James Maclaine, Wielka
księga wiedzy. Cały ten świat, il. Annie Carbo, tł. Katarzyna Androsiuk,
Warszawa „Zielona Sowa” 2018
Gdybym miała krótko opisać, co można znaleźć w „Wielkiej
księdze wiedzy. Cały ten świat” to napisałabym, że to książka interesująca, pełna
podstawowej wiedzy oraz ciekawostek lektura. W sumie nic więcej nie musiałabym
dodawać, ale opowiem Wam o niej dokładniej, ponieważ jest tego warta.
Na stronie tytułowej znajdziemy nietypowy (bo w różnorodnych
chmurkach) spis treści przypominający planszę do gry. W sumie zdobywanie wiedzy
jest właśnie pewnego rodzaju grą pozwalającą nam wejść na wyższy poziom nie
tylko edukacji formalnej, ale też i umiejętności, świadomości o świecie.
Na pierwszych stronach udajemy się w podróż dookoła
świata. Przy okazji poznamy najwyżej położone miasto na świecie, nauczymy się
nazw kontynentów oraz oceanów (piękna ilustracja pomagająca w zapamiętaniu),
poznamy liczbę mieszkańców Ziemi, najmniejsze państwa, producenta kawy, jak
długo trwa podróż dookoła świata. Dowiemy się również, które państwo ma
najwięcej sąsiadów, a które tylko jednego, które przyciąga najwięcej ludzi w
czasie ważnych świąt, w jakim mieście ludzie żyją najdłużej.
Kolejna strona zabiera nas w świat zwierząt. Tu
tradycyjnie poświęcono miejsce biegaczom oraz wszelkim innym rekordzistom,
wśród których obok żuka gnojowego znajdują się krocionogi, ryby rozdymki,
kolibry, strusie, jerzyki alpejskie, egzotyczne motyle, a nawet kury i wiele
innych.
Strony poświęcone ciału będą doskonałym pretekstem do
poznania zarówno organów wewnętrznych, jak i układu kostnego, a także poznanie
kilku ciekawostek.
Kolejny mini rozdział zajmujący dwie strony zabiera
nas w podróż różnymi pojazdami. Zobaczymy tu samochody, pociągi, autobusy,
statki, gondole. Nie pominięto również mostów oraz podwodnych tuneli.
Następne strony poświęcono jedzeniu i piciu. Młodzi
czytelnicy dowiedzą się jak ważną rolę odgrywa zmysł węchu w odczuwaniu smaków.

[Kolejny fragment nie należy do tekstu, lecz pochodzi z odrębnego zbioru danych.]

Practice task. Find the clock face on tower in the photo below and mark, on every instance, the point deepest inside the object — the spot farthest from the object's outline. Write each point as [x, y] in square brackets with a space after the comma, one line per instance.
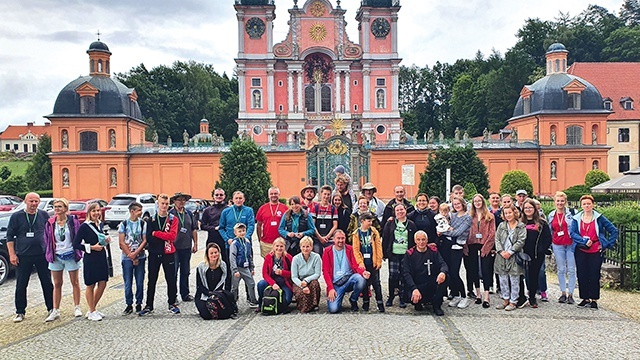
[255, 28]
[380, 28]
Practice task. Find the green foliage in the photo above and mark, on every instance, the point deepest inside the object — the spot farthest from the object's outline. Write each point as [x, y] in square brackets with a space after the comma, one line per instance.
[42, 193]
[5, 172]
[595, 177]
[515, 180]
[38, 174]
[469, 191]
[178, 97]
[244, 168]
[13, 185]
[465, 167]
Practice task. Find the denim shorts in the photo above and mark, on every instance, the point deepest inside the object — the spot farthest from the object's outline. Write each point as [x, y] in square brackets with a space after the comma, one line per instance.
[59, 265]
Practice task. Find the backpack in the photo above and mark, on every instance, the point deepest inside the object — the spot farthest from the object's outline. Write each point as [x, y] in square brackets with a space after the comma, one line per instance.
[272, 301]
[221, 305]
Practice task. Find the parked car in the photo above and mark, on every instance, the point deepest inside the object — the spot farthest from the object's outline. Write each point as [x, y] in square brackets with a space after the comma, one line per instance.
[9, 202]
[79, 207]
[5, 266]
[46, 204]
[118, 208]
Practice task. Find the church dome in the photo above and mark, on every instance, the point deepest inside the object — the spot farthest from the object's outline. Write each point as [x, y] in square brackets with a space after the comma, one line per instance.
[548, 95]
[112, 98]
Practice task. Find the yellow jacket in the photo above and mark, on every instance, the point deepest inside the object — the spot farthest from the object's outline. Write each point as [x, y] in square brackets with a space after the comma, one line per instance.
[376, 248]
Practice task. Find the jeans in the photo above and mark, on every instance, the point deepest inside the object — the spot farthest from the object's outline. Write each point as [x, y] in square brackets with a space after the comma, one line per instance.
[183, 264]
[566, 263]
[168, 264]
[288, 293]
[356, 284]
[23, 273]
[129, 272]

Do tego znajdziemy tu cenne informacje o paprykach, ketchupach, sosach sojowych,
pomidorach, najpopularniejszych produktach spożywczych.

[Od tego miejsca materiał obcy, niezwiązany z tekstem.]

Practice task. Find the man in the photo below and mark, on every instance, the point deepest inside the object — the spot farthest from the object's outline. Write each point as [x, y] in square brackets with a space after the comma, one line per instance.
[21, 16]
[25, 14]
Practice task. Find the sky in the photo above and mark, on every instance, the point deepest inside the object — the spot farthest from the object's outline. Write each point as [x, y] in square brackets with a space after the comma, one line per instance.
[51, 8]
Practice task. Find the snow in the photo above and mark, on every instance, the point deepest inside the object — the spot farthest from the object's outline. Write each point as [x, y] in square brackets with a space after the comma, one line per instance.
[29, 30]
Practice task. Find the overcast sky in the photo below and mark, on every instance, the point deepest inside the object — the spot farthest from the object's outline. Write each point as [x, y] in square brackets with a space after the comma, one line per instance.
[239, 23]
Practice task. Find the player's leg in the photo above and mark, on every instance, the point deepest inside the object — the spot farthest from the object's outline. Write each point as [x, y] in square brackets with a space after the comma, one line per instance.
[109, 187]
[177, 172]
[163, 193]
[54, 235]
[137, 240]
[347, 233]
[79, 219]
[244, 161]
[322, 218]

Kolejne strony pozwalają odkryć cuda natury. Dzięki
temu dowiemy się, jaka rzeka płynie przez największą ilość państw, jak wiele
roślin wytwarza kwiaty. Młodych miłośników obserwowania nieba ucieszą nazwy
chmur.
Strony o sporcie zawierają informacje o meczach polo,
szermierce, futbolu, wyścigach kolarskich i wielu innych. Następnie zostaniemy
zabrani w podróż do przeszłości, w której znajduje się Sfinks, piramidy, statki
wikingów, pomniki wielkich wodzów, pierwsze telefony komórkowe, a nawet rakiety
i najmłodszy muzyk. Dalej poznajemy świat instrumentów, sławnych kompozytorów, znaczenia
muzyki, znanych ludzi, słynne legendy oraz potwory. Strony poświęcone skarbom
pozwalają nam wejść nie tylko w świat drogich minerałów, ale i farb, znaczków,
porcelany, masek, papirusów, monet, orderów, rzeźb, piramid. Natomiast strony o
najsłynniejszych budowlach przybliżają najbardziej rozpoznawalne budynki
świata. Nie zabraknie też informacji o kosmosie, rekordach i Internecie.
Ilustracje oraz opisujące je informacje zamieszczono w
formie kolarza sprawiającego, że oko czytelnika mknie przez wszystkie strony.
Niedługie teksty, brak narracji sprawiają, że książkę nie trzeba czytać od
pierwszej do ostatniej strony tylko wybiórczo. Przytoczone ciekawostki
zachęcają do pogłębiania wiedzy, szukania większej ilości informacji, a
przedszkolakom i uczniom nauczania początkowego pozwolą opanować podstawowe
informacje o świecie. Uważam, że całość jest przemyślana.
„Wielka księga wiedzy. Cały ten świat” zawiera estetyczne,
interesujące, czasami zabawne ilustracje przemawiające do wyobraźni młodych
czytelników. Solidna oprawa i bardzo dobrze zszyte śliskie strony dopełniają całość.
Dzięki zawartym w niej informacjom jest to pozycja cenna dla dzieci.